What is the most accurate and safest method? The best method is to have a CT scan, which gives a 3D image for more precise forward planning and for making an accurate surgical guide. The risk of drilling too deep or not at the precise angle is eliminated. The depth, thickness and density of the jaw bone can be measured accurately with a CT scanner, and can show whether bone grafting is needed.
What are the advantages of having a CT scan? The accuracy of a CT scan is the main advantage and allows an implant surgeon to pre-plan and have a surgical guide made in advance for precise depth and angle of drilling to be achieved. Time can be saved and the number of visits can be reduced.
Can implants be placed without a CT scan? A panoramic x-ray can’t measure bone depth with the same degree of accuracy as a CT scanner, nor can it measure bone thickness or density.

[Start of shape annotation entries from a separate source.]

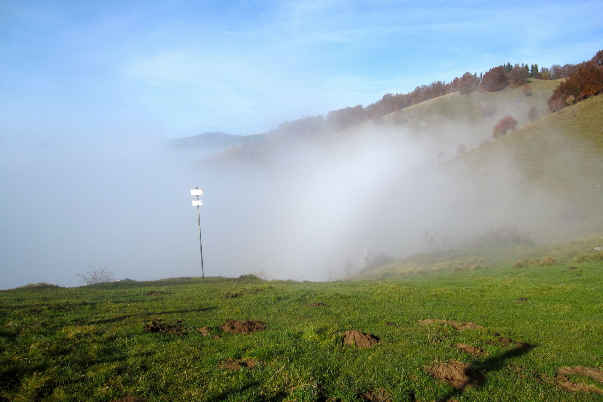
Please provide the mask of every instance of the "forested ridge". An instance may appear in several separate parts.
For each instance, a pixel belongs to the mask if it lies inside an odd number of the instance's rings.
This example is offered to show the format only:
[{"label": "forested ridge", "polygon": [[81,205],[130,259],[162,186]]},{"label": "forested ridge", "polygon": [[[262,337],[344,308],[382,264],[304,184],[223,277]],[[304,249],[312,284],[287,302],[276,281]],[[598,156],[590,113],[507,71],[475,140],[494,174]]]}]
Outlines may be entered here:
[{"label": "forested ridge", "polygon": [[524,86],[524,90],[528,94],[531,90],[528,84],[530,79],[559,78],[568,80],[560,84],[549,99],[551,111],[556,111],[575,102],[601,93],[603,92],[603,50],[598,52],[590,60],[578,64],[553,64],[548,68],[539,69],[537,64],[517,63],[513,66],[508,63],[479,75],[467,72],[448,83],[437,81],[417,86],[414,90],[406,93],[386,93],[381,99],[365,107],[358,105],[332,110],[326,116],[307,116],[286,121],[269,133],[305,136],[337,131],[369,121],[379,122],[385,115],[453,92],[494,92],[510,86]]}]

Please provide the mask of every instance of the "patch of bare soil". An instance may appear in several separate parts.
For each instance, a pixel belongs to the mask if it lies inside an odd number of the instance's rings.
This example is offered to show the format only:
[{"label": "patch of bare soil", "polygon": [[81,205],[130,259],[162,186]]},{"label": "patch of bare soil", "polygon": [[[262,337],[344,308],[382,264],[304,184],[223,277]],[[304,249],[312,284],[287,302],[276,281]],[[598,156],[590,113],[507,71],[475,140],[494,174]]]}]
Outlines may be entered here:
[{"label": "patch of bare soil", "polygon": [[433,324],[434,322],[441,322],[442,324],[447,324],[449,325],[452,325],[459,331],[464,331],[464,330],[468,328],[477,330],[483,328],[483,327],[482,327],[481,325],[478,325],[478,324],[473,324],[473,322],[457,322],[456,321],[450,321],[446,319],[438,319],[437,318],[428,318],[427,319],[419,320],[419,324],[421,324],[424,325],[426,325],[428,324]]},{"label": "patch of bare soil", "polygon": [[348,346],[370,348],[379,342],[380,341],[377,336],[371,334],[362,333],[356,330],[346,331],[343,333],[343,344]]},{"label": "patch of bare soil", "polygon": [[470,345],[467,345],[466,344],[456,344],[456,348],[458,348],[459,350],[465,352],[466,353],[469,353],[469,354],[473,354],[476,356],[488,356],[488,352],[484,350],[481,348],[476,348],[475,346],[471,346]]},{"label": "patch of bare soil", "polygon": [[264,331],[265,329],[265,322],[253,319],[239,321],[236,319],[229,319],[222,324],[223,331],[233,334],[248,334],[255,331]]},{"label": "patch of bare soil", "polygon": [[368,402],[393,402],[385,389],[377,389],[362,393],[362,398]]},{"label": "patch of bare soil", "polygon": [[523,342],[517,342],[504,336],[499,336],[494,341],[486,341],[486,343],[488,345],[496,345],[497,346],[502,347],[507,347],[513,344],[514,346],[516,346],[518,348],[527,348],[529,346],[529,344],[526,344]]},{"label": "patch of bare soil", "polygon": [[484,375],[472,368],[469,363],[458,360],[450,360],[447,363],[434,366],[429,369],[429,372],[434,378],[447,383],[459,390],[478,385],[484,379]]},{"label": "patch of bare soil", "polygon": [[158,324],[155,321],[151,321],[151,324],[147,324],[142,327],[142,330],[145,332],[160,332],[168,335],[182,336],[185,333],[185,330],[180,325],[171,325],[169,324]]},{"label": "patch of bare soil", "polygon": [[253,369],[256,366],[261,366],[264,365],[264,362],[256,360],[254,359],[233,359],[232,357],[227,357],[220,360],[220,362],[218,363],[218,366],[223,370],[236,371],[244,367]]},{"label": "patch of bare soil", "polygon": [[146,296],[159,296],[159,295],[169,295],[169,294],[167,292],[163,292],[163,291],[149,291],[145,294]]},{"label": "patch of bare soil", "polygon": [[569,375],[583,375],[603,383],[603,371],[596,368],[588,368],[577,366],[576,367],[560,367],[557,370],[557,375],[551,378],[546,374],[540,375],[540,378],[545,382],[557,385],[561,389],[570,392],[589,392],[603,395],[603,389],[581,383],[575,383],[569,379]]}]

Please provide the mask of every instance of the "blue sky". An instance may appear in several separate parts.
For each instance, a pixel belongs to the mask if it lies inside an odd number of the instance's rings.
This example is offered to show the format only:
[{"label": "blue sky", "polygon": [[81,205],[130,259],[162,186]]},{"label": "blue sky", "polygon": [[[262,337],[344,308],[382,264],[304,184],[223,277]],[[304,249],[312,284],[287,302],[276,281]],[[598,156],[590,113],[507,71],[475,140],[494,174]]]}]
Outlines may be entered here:
[{"label": "blue sky", "polygon": [[4,0],[0,143],[264,132],[507,61],[578,63],[602,20],[600,1]]}]

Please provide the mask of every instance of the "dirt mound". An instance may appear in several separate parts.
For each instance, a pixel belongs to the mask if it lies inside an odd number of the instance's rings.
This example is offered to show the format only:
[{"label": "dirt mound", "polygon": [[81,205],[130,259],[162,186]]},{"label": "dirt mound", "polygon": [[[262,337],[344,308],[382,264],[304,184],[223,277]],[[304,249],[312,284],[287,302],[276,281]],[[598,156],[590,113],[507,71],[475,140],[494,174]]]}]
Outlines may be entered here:
[{"label": "dirt mound", "polygon": [[362,398],[368,402],[393,402],[385,389],[377,389],[362,393]]},{"label": "dirt mound", "polygon": [[527,348],[530,345],[529,344],[526,344],[523,342],[517,342],[503,336],[500,336],[494,341],[486,341],[486,343],[488,345],[496,345],[497,346],[502,347],[507,347],[513,344],[514,346],[516,346],[518,348]]},{"label": "dirt mound", "polygon": [[169,294],[167,292],[163,292],[163,291],[149,291],[145,294],[145,296],[158,296],[159,295],[169,295]]},{"label": "dirt mound", "polygon": [[583,375],[603,383],[603,371],[596,368],[587,367],[560,367],[557,369],[557,376],[550,378],[546,374],[543,374],[540,378],[546,383],[557,385],[561,389],[570,392],[590,392],[603,395],[603,389],[595,386],[581,383],[575,383],[570,380],[569,375]]},{"label": "dirt mound", "polygon": [[219,363],[218,363],[218,366],[223,370],[236,371],[244,367],[253,369],[256,366],[261,366],[264,364],[264,362],[256,360],[253,359],[233,359],[232,357],[227,357],[220,360]]},{"label": "dirt mound", "polygon": [[447,363],[434,366],[429,375],[437,380],[447,383],[456,389],[477,385],[484,381],[484,375],[472,368],[469,363],[450,360]]},{"label": "dirt mound", "polygon": [[360,331],[352,330],[343,333],[343,344],[348,346],[358,346],[361,348],[370,348],[379,343],[379,338],[371,334],[362,333]]},{"label": "dirt mound", "polygon": [[459,350],[465,352],[466,353],[469,353],[469,354],[473,354],[476,356],[488,356],[488,352],[484,350],[481,348],[476,348],[475,346],[471,346],[470,345],[467,345],[466,344],[456,344],[456,347],[459,349]]},{"label": "dirt mound", "polygon": [[151,321],[151,324],[146,324],[142,327],[142,330],[145,332],[160,332],[177,336],[182,336],[185,333],[185,328],[180,325],[171,325],[169,324],[158,324],[155,321]]},{"label": "dirt mound", "polygon": [[265,329],[265,322],[253,319],[239,321],[236,319],[229,319],[222,324],[223,331],[233,334],[248,334],[255,331],[264,331]]},{"label": "dirt mound", "polygon": [[195,328],[195,330],[200,333],[203,336],[209,335],[212,331],[211,327],[203,327],[203,328]]},{"label": "dirt mound", "polygon": [[424,325],[426,325],[429,324],[433,324],[434,322],[447,324],[449,325],[452,325],[459,331],[464,331],[468,328],[478,330],[483,328],[481,325],[478,325],[478,324],[473,324],[473,322],[457,322],[456,321],[438,319],[437,318],[428,318],[427,319],[419,320],[419,324],[421,324]]}]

A CT scan eliminates any guesswork, thereby reducing the risk to the patient.
What do CT scans cost? These vary considerably but average around £300
What are the usual UK prices? The average cost of a completed implant in the UK is now about £2,500
What is guided surgery? This is a process whereby following a Diagnostic CT Scan to assess a Patient’s Oral Condition a Radiological Template is produced, and another scan is then taken with the Radiological Template in place. The digital data obtained is then sent to a specialist laboratory and a Surgical Drilling Guide is produced. This allows for pinpoint accuracy when placing Implants, especially multiple implants and implants for multiple bridgework, and any possible risk is virtually eliminated.
Why would I need guided surgery? If single implants are required you probably won’t require guided surgery. If you require multiple implants or implants for multiple bridges or implant retained dentures it is generally preferred. CT scans can reveal bone loss, proximity to nerve canals and low sinus cavities, in far more detail that a Panoral x-ray (also known as an OPG or a Panoramic x-ray). Surgical Drilling Guides ensure that implants are placed accurately to avoid any problem areas. Without a CT scan an accurate assessment cannot be made, and at times by using the results of a Panoramic X-Ray alone, expensive bone restoration and sinus lifts are often performed unnecessarily. With a CT scan, patients who might not have been able to have implants, due to inaccurate diagnosis, will be able to.
Is guided surgery expensive? Not when compared to the potential cost of bone restoration or sinus lifts. It could mean the difference between an implant being rejected by a bad insertion, or it lasting over 15 years. Spread over several implants, it is very cost and time effective, and as mentioned before is a much a safer method. CT scanning can in many cases eliminate the need to use a surgical guide.